Another difference can be found in how the product is being sold or grown. In Quebec and Manitoba, home-growing of marijuana won’t be allowed. In most other provinces it will be allowed. Similarly, government-run stores in Ontario and New Brunswick will operate their licensed dispensaries, while in other provinces, such as Saskatchewan, privately run businesses will operate retail locations.
5. Yes, it will be taxed, but at a much lower rate than alcohol
While the legalization of recreational marijuana is considered a major step forward for enthusiasts, it’s no lock to meet lofty sales expectations due to federally imposed excise taxes that amount to about 10%. Remember, the black market has no excise taxes to pay, nor store rent to cover, and no licenses or permits to pay or wait for. This means the black market, by nature, should continue to be able to undercut the legal market on price. This could change as economies-of-scale come into play when larger growers begin to realize significant cost savings, but we’re probably still a year or two away from that happening. Thus, it’s possible that the black market hangs onto a larger percentage of existing sales than most folks realize.
If there is a positive here, it’s that the 10% excise tax that consumers will pay on recreational weed is considerably less than the excise tax Canadians are currently paying on beer, wine, and spirits, which ranges from 50% to 80%.
6. Foreign markets are likely to play a big role in Canada’s weed market
Even though Canada is the country legalizing recreational weed, this is actually more of a global event, whether you realize it or not.
There are around 30 countries in the world that have legalized medical cannabis, and a vast majority of these nations have nascent or nonexistent grow facilities. They’ll be counting on what few legal countries are able to export cannabis, such as Canada, to provide them with medical weed for patients.
Just how important will foreign markets be for Canadian growers? By my own estimation, annual production could potentially top 3 million kilograms by 2020. By comparison, Health Canada has suggested that domestic Canadian demand could come in around 1 million kilograms, with other provincial and Wall Street estimates erring a bit lower (closer to 800,000 kilograms). This infers the possibility of around 2 million kilograms of annual domestic oversupply by the turn of the decade that’ll need to find a home in abroad markets. Yeah, they’re going to be a big deal.
7. This is a big money business
Lastly, it’s important to recognize that marijuana is indeed about to become a very big money, and viable, business. Though estimates vary, recreational marijuana could generate upwards of $5 billion in annual added revenue when fully ramped up.
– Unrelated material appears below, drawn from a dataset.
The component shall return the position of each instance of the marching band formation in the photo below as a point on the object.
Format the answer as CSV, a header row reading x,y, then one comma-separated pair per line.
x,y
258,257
So, where does this money go?
In terms of aggregate production, it’s going to be tough for any company to top what Aurora Cannabis (NASDAQOTH: ACBFF) is expected to bring to the table. Since closing on its all-share acquisition of MedReleaf for $2.5 billion, Aurora Cannabis now expects to generate over 570,000 kilograms per year when at full capacity. Assuming my 2020 prediction is remotely close, Aurora will account for about a sixth of Canada’s aggregate production. However, with a keen focus on the medical side of the market, Aurora Cannabis is probably going to be angling more toward medical exports than domestic retail sales.
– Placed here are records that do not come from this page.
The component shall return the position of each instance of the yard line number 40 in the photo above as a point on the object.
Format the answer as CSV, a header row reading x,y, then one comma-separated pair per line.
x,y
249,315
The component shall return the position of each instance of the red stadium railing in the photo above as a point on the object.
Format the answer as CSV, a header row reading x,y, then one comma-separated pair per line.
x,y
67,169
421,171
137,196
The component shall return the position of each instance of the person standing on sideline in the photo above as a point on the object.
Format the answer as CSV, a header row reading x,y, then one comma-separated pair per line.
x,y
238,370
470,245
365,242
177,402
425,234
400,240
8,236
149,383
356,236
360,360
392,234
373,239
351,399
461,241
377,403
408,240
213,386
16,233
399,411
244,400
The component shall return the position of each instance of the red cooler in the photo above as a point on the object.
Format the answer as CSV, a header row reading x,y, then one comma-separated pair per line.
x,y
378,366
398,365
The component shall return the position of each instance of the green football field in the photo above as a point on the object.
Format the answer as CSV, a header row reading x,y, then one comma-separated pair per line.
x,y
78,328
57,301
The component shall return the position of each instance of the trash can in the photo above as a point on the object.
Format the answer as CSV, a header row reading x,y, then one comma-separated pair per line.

But aggregate production isn’t everything. If you’re looking for a reasonably priced pot stock with the potential for exceptionally low per-gram grow costs, I prefer Atlantic-based OrganiGram Holdings (NASDAQOTH: OGRMF). OrganiGram is employing a three-tiered growing system at its only grow facility in Moncton, New Brunswick. This will allow up to 113,000 kilograms of annual production spanning just 490,000 square feet — that’s an exceptionally cost-effective use of space. Plus, with a focus on high-margin alternative cannabis products like oils, OrganiGram should generate above-average margins relative to its peers.
There’s no doubt the weed industry will see green, but figuring to which marijuana stocks will truly come out ahead simply isn’t as easy.